C’était tout. Quelque effort qu’il fît pour porter sa mémoire plus loin, il ne découvrait rien ; il ne parvenait pas à ajouter une seule impression à toutes les autres. Une rupture s’était produite dans la trame de ses pensées, une lacune énorme existait dans son cerveau.

Fatigué de cette recherche vaine, l’enfant ferma les yeux et voulut se replonger dans le bon sommeil dont il venait de sortir afin d’y retrouver le repos.

Mais on n’impose pas silence au langage intérieur de l’esprit.

Will ne se rendormit pas. Sa pensée le tint éveillé malgré lui.

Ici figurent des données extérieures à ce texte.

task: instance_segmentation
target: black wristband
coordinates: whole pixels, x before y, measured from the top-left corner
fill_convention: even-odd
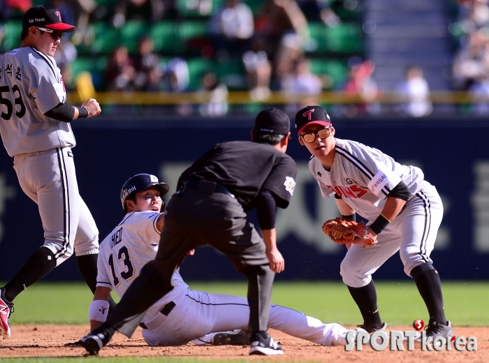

Alors, il se fit un changement dans l’ordre de ses réflexions.

Il voulut se rendre compte du lieu où il se trouvait, mieux connaître son séjour, car, maintenant, il n’avait plus de doutes : il était bien vivant.

Son regard s’éleva d’abord au-dessus de lui, et, à la faveur du demi-jour, ses prunelles, habituées à l’obscurité, reconnurent une sorte de plafond de bois, très bas, touchant presque son front. De ces planches une odeur caractéristique se dégageait, une odeur de goudron enduisant les joints, fermant l’entrée à l’humidité extérieure. Il était sur un navire.

Oui, un navire très semblable à la Bretagne, celui sur lequel jadis, en compagnie de son père, de sa mère et de sa sœur, il avait fait le voyage de Brest jusque dans l’Inde, ou plutôt jusqu’au moment où il avait été capturé.